The Buescher saxophone is named after Gus Buescher who made the first American saxophone in 1888. Buescher was employed by the Conn instrument company at the time, but started his own company in 1895. From 1895 to 1930, the True Tone models of saxophones were made by Buescher.
The Buescher name lived on through the '40s although Gus Buescher had retired by then. In the '40s Buescher, the company, applied for patents on their new saxophone design. The alto was called the B-7 and the tenor was called the B-11. Then they came out with the very popular 400 line. While all of the preceding saxophones were good ones, the 400's were some of the best.

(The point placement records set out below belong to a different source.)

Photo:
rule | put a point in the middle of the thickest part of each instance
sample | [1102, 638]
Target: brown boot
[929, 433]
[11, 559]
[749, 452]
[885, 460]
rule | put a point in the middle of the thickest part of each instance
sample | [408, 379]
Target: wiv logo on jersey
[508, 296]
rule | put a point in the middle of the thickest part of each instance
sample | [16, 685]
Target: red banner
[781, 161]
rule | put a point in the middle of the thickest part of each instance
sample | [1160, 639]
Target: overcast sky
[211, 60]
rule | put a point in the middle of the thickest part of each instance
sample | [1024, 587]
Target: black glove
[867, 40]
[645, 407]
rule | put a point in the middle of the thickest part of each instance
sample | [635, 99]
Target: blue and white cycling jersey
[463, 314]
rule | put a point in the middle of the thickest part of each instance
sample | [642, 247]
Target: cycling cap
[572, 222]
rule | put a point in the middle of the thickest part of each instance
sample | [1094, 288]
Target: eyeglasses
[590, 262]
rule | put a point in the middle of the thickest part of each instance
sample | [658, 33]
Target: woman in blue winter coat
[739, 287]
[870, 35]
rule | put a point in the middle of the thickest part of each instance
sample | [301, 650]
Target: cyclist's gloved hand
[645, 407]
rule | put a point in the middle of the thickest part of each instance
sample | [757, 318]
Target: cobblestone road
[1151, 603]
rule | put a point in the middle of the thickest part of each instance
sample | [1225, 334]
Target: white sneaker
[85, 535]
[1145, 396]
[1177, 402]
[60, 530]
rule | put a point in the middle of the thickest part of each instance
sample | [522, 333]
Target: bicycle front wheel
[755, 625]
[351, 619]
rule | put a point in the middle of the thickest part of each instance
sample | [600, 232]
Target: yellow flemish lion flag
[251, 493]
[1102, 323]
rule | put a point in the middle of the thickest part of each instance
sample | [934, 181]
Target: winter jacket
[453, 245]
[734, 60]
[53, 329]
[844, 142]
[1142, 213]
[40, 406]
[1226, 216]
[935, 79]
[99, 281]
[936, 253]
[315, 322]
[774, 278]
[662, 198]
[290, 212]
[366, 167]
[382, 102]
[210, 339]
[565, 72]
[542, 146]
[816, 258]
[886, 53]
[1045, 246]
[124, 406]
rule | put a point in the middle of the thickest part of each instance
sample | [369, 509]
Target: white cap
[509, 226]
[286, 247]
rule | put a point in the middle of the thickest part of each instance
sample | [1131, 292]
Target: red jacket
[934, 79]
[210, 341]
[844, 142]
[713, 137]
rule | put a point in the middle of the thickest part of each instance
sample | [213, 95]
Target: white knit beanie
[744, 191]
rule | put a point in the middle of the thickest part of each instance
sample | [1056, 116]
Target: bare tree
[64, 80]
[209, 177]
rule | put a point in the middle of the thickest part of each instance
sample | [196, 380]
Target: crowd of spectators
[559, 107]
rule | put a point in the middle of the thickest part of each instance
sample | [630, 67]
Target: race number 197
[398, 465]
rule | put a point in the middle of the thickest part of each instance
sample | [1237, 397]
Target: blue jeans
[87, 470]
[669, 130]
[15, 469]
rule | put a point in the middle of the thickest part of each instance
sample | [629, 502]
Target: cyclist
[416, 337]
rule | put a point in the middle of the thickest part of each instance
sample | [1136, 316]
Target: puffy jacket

The 400 model of Buescher saxophone had some radical new features. One was an underslung octave key on the neck. Another was a one piece mouthpiece that was advertised as leakproof. The most significant innovation, though was the placement of the low B and B-flat keys. These were placed on the back of the bell so that the player's body would not muffle the tones. They also featured a unique engraving of a top hat and cane. The result now is a vintage horn that offers real value.
The Aristocrat models came out in the late '40s and '50s. The Selmer Company bought Buescher and continued to make saxophones into the '60s. While used saxophones are not always easy to get refurbished, a vintage Buescher can be a very good investment. Look for a qualified musical instrument repairman who will be able to work on that old horn and get it into good playing condition.